Big data and data quality
Big Data, classically understood, is characterized by its volume and variety of data and the speed with which it is managed; and in our conception we will add an additional property: quality. It is necessary to analyze the quality of the alphanumeric and spatial information of the available data. In the same way, it is necessary to see if the access, maintenance and propagation of the metadata is adequate and consistent with the processes of generation, editing and transformation of the databases from which they come.
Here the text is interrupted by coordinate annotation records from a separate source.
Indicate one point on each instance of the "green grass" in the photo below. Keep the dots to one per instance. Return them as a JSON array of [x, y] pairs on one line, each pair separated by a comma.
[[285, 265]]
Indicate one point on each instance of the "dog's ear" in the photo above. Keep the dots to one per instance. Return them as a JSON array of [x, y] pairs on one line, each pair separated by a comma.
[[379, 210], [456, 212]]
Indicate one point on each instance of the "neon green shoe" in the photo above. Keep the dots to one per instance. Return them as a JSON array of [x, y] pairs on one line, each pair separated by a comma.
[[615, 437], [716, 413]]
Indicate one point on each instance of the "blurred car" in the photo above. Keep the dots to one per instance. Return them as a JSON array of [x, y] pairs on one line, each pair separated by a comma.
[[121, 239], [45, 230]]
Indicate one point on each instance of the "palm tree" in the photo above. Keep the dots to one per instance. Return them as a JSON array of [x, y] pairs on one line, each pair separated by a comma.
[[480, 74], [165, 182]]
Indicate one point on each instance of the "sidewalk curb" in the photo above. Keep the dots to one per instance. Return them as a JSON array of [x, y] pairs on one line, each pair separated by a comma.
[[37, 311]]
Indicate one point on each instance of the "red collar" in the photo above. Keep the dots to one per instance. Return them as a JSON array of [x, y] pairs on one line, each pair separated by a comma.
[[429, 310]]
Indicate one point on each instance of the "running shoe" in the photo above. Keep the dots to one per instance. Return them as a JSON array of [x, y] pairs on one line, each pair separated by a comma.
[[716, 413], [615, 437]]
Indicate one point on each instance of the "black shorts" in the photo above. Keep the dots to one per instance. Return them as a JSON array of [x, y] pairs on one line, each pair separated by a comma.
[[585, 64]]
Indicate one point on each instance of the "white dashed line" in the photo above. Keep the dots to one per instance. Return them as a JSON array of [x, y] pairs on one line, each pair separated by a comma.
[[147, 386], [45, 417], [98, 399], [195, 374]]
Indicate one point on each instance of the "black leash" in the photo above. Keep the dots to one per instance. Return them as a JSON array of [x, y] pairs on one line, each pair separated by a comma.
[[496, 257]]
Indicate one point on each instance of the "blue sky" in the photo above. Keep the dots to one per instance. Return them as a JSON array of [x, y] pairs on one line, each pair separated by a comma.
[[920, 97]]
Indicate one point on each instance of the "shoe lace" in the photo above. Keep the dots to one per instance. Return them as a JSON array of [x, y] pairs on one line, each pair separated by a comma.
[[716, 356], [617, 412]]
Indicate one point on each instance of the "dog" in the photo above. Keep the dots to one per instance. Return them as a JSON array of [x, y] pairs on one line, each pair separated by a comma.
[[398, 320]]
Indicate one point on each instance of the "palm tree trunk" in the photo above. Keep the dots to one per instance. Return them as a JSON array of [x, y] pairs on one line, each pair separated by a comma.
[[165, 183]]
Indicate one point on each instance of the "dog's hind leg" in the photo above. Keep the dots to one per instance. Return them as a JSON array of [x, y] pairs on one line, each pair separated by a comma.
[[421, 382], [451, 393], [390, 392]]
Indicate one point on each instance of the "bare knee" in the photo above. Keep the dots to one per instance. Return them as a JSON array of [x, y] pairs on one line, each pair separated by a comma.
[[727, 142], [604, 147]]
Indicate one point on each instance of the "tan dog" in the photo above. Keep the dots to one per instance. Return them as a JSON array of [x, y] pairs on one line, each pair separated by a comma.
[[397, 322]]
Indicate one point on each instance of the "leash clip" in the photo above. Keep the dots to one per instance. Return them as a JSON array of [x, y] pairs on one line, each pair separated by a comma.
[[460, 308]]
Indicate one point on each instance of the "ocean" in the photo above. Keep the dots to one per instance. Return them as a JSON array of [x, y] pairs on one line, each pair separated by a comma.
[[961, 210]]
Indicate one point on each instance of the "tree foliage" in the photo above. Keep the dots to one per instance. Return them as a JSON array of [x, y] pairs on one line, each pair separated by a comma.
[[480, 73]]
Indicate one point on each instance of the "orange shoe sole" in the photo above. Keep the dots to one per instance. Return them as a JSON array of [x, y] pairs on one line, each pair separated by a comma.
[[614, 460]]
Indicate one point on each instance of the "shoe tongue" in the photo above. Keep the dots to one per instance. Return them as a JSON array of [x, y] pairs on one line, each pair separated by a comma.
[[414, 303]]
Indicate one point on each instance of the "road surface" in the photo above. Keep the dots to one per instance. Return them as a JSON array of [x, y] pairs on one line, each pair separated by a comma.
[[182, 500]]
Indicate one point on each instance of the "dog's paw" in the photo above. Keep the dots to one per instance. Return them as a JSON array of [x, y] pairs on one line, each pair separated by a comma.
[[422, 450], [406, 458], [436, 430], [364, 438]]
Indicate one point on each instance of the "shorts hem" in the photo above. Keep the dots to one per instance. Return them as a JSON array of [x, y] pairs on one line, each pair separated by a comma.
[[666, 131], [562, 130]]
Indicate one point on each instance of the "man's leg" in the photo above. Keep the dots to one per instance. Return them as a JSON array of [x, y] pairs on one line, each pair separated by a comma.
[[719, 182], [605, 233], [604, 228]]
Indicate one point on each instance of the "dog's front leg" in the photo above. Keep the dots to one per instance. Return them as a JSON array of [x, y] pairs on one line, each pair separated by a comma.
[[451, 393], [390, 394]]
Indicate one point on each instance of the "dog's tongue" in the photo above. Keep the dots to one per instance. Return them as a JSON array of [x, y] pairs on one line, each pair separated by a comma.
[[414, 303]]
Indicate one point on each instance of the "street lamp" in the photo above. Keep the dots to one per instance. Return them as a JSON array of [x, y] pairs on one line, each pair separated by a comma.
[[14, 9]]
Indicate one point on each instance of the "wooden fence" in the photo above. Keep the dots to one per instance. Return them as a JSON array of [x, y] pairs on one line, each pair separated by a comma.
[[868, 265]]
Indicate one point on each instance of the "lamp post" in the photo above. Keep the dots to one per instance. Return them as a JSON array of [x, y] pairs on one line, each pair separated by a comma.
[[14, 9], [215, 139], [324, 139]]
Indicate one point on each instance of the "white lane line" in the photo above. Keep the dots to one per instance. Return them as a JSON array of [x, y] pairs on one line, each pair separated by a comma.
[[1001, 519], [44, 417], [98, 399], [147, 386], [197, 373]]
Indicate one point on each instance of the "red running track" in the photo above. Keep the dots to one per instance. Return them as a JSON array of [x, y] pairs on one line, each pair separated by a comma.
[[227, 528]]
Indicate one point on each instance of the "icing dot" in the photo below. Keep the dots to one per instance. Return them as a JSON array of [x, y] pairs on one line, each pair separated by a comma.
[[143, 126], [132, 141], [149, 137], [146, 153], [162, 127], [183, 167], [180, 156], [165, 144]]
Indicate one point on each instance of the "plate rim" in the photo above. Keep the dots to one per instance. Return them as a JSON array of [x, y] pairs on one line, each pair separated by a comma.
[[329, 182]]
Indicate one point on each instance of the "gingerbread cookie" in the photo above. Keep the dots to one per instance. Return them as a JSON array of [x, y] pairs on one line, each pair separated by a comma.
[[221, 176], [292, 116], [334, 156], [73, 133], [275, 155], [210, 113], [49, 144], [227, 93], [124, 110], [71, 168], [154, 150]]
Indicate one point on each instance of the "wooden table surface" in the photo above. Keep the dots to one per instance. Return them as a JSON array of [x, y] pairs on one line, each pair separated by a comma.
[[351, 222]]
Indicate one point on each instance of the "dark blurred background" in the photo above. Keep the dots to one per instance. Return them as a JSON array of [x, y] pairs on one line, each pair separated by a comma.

Que es Big data and data quality?
Environmental Big Data refers to the collection, management and analysis of large volumes of data related to the environment. This data can come from various sources, such as sensors, satellite images, and field studies. The ability to process and interpret these large volumes of data allows for a better understanding of changes in ecosystems, climate trends and the impact of human activities on the environment. Advances in Big Data facilitate the identification of patterns, the prediction of future trends and the making of more informed decisions in environmental management.
How to work with Big Data in environmental research?
- Optimization of Geospatial Databases: We research and develop optimal formats for geospatial information, including long time series of remote sensing images. This includes studies on data compression, preservation and computational optimization.
- Open Data: We promote and integrate open science initiatives, facilitating free access to data and metadata to promote transparency and collaboration in research.
- Quality Standards: We implement innovative tools for the visualization and search of geospatial information, establishing quality standards to guarantee the reliability and consistency of the data.
- Applications in Ecology: We use Big Data for stoichiometric ecology, ecometabolomics and functional ecology, creating mathematical models that relate carbon concentrations and flows to species diversity and global change factors.